Alassio. “Facebook consente le segnalazioni per ‘incitamento all’odio’, ed è questo l’atteggiamento di chi continua ad insultare e perseguitare i turisti. Lo farà ognuno di noi. E invitiamo gli alassini davvero innamorati di Alassio a farlo: smorzate le ali di chi semina odio e così facendo distrugge la nostra splendida città“. E’ il messaggio affidato dal Comune di Alassio a una “lettera aperta” contro coloro che, sui social network, si lasciano andare a pesanti esternazioni contro i turisti, visti alla luce della pandemia di Covid-19 alla stregua di “untori” indesiderati.
“In questi giorni stiamo lottando su più fronti – inizia la lettera – Quello dell’emergenza sanitaria che in pochi mesi ha sconvolto le nostre esistenze, terrorizzando non solo un Paese, ma un Pianeta intero: lentamente stiamo cercando di tornare ad una ‘normalità’ apparente ma facendo i conti con le limitazioni che l’emergenza ancora impone e con le conseguenze che ha determinato chiudere aziende, negozi, scuole e ogni sorta di attività. Quello dell’erosione costiera e di un clima che ci è ostile: il mancato ingresso dell’alta pressione presta il fianco ad un tempo instabile e ad un mare che non esita a trovare la via del centro abitato, essendo venuta meno la difesa della tanto celebrata spiaggia alassina”.
“Eppure non si molla – garantiscono – l’Amministrazione Comunale in primis, ma tutti: ristoranti, bar, esercizi commerciali, uffici si sono adeguati con investimenti e con presidi per la tutela della clientela e del personale; i bagni marini si stanno organizzando per il ripascimento stagionale. Tutti hanno fatto e stanno facendo il possibile perchè Alassio possa tornare accogliere i turisti, i fedelissimi, quelle delle seconde case e quelli che, complice ancora la chiusura dei confini con gli altri Paesi, sceglieranno la nostra Liguria per le loro vacanze”.
Poi c’è il fronte delle Autostrade e i mille cantieri “che rendono il percorso da Piemonte e Lombardia al Ponente Ligure – sostiene l’amministrazione – alla stregua di un viaggio in qualsivoglia girone dell’inferno. Qui, con altri comuni della Riviera stiamo valutando se avviare una class action nei confronti della Società Autostrade. Anche la stessa Regione Liguria si è già mossa per tutelare il territorio”.

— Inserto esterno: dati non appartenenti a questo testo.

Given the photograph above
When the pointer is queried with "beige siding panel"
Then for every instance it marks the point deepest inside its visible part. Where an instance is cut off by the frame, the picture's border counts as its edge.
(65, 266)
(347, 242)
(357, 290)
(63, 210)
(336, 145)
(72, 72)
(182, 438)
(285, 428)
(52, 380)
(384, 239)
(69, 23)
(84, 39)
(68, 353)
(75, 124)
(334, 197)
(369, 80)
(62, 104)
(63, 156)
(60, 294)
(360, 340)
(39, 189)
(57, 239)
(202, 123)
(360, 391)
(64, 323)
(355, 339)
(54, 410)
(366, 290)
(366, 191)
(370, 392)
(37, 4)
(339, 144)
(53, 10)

Ma c’è un ultimo fronte: “Quello dei tanti, dei troppi che, nascosti dietro ad una tastiera, lanciano strali e anatemi all’indirizzo di turisti piemontesi e lombardi diffidandoli dal venire ad ‘appestare’ (ed è uno degli apostrofi più gentili) la gente ligure. La caccia all’untore è decisamente sfuggita di mano assumendo una portata che ci ha spinto a chiedere l’aiuto di tutti e a scrivere questo messaggio“.
“Ci stiamo attrezzando con test e con supporti di telemedicina per accogliere e vivere in sicurezza questa estate – spiega il Comune – la Polizia Municipale, le Forze dell’Ordine hanno già ampiamente dimostrato la propria capacità di controllo e indirizzo. I numeri dell’emergenza (quelli reali, non quelli millantati dai tanti fake) sono numeri all’insegna dell’ottimismo e della speranza. Non vi è motivo per cui, con le precauzioni di legge, ampiamente recepite e attuate da tutti, non si possa riprendere là dove si era lasciato”.
“Siamo una città tradizionalmente a vocazione turistica, la nostra stessa sussistenza, la nostra economia, il nostro benessere, i servizi… tutto dipendono e dipenderanno da come sapremo riprendere le redini di questa stagione – conclude il Comune di Alassio – Ma se viceversa continueremo a trattare piemontesi e lombardi alla stregua di ‘appestati’ il lavoro, le fatiche, le risorse di tutti saranno letteralmente buttate al vento“.